There are two main aspects to recovery: finding the data to be recovered, and recovering it. The former will be determined largely by need — I expect this part to take shape as we start trying to use it. We anticipate the latter to be handled by extensions to the replication protocol, allowing us to replicate into a mailbox while letting the destination mailbox determine things like uid and modseq, though it might also potentially be handled by LMTP injection.
One of the biggest difficulties has been the undocumentedness of the Cyrus replication protocol. I've spent a lot of time up to my ears in the replication code, wrapping my head around how (and sometimes why) it works from the nuts and bolts up. It would be nice to have a coherent protocol document shake out as a result of this implementation, though writing code is a lot more interesting than writing documentation….
Another big difficulty has been some of the assumptions built into the replication protocol. For example, it assumes the receiving end can store a message to disk, and then link it into the relevant mailboxes, without necessarily knowing which mailboxes beforehand. The backup system writes messages into the backup log belonging to the user whose mailbox they are stored in, so it needs to know this in advance. The replication protocol provides a hint about this when it requests the current state, but its state requests can be batched across multiple users, so this hint can be unhelpfully ambiguous — we know backups that are about to have messages stored in them, but not which of those messages go in which backups. However, in the event of failure, the replication protocol promotes fine-granularity replications upwards until they're eventually user-level replications — which it does one at a time, with a protocol restart between each. So we can conveniently work around this one by just rejecting state requests that cross multiple backups. The replication event will be promoted and retried in a way that is unambiguous, and on we go.

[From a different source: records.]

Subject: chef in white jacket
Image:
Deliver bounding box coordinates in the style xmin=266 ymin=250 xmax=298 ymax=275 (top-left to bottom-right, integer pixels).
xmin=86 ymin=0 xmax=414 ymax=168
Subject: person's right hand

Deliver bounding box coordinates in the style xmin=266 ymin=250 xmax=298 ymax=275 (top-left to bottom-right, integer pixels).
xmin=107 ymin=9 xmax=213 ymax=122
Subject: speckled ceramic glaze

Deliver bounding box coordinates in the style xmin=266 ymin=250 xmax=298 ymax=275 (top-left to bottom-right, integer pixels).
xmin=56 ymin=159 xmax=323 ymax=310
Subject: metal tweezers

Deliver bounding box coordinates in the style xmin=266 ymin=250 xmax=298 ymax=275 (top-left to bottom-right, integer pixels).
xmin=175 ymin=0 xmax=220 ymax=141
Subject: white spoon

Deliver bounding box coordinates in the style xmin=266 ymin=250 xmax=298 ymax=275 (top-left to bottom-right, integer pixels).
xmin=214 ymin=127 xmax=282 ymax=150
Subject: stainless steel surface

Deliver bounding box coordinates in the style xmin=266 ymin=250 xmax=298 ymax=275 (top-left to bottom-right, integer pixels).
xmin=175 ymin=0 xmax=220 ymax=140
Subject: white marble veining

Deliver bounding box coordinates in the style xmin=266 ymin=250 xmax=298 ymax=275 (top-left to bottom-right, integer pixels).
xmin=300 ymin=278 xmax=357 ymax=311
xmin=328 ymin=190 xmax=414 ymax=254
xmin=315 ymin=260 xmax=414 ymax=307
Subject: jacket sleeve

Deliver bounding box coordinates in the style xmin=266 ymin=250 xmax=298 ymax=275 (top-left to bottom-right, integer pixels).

The other big difficulty is the handling of mailbox renames. Renaming an ordinary (not Inbox, not special-use) mailbox within a user is fairly trivial, at least within the backup system. You just log the rename, then change the mailbox name in the index. Renaming a user's inbox (i.e. changing their username) requires awkward juggling of the on-disk backup location (based on their username), their entry in the twoskip database (pointing their username to their on-disk backup location), plus logging the rename to their backup log and updating all of their mailbox names within the index database — ideally atomically; at least safely. The current plan is to reject these for now and massage things through by hand — and the tools that develop out of that will inform what shape the automatic handling eventually takes. And then there's renaming a mailbox such that it belongs to a different user (e.g. renaming
user.bethany.work-reports, without also renaming
user.bethany), or renaming a user's inbox but not their folders (e.g. renaming
user.janes but without renaming
user.janes.work-reports). The replication protocol doesn't strictly make these cases impossible, though I don't yet know if they can ever come up in practice….
The friends you make along the way
The Cyrus backup code hasn't landed in the official Cyrus repository yet, though it will soon — probably sometime in January. When it does land, it will have enough functionality that people can run it in a write/examine/verify-only fashion (no recovery) alongside their existing backup strategies to shake out the gremlins, and we can get to work on sketching out and implementing recovery tools.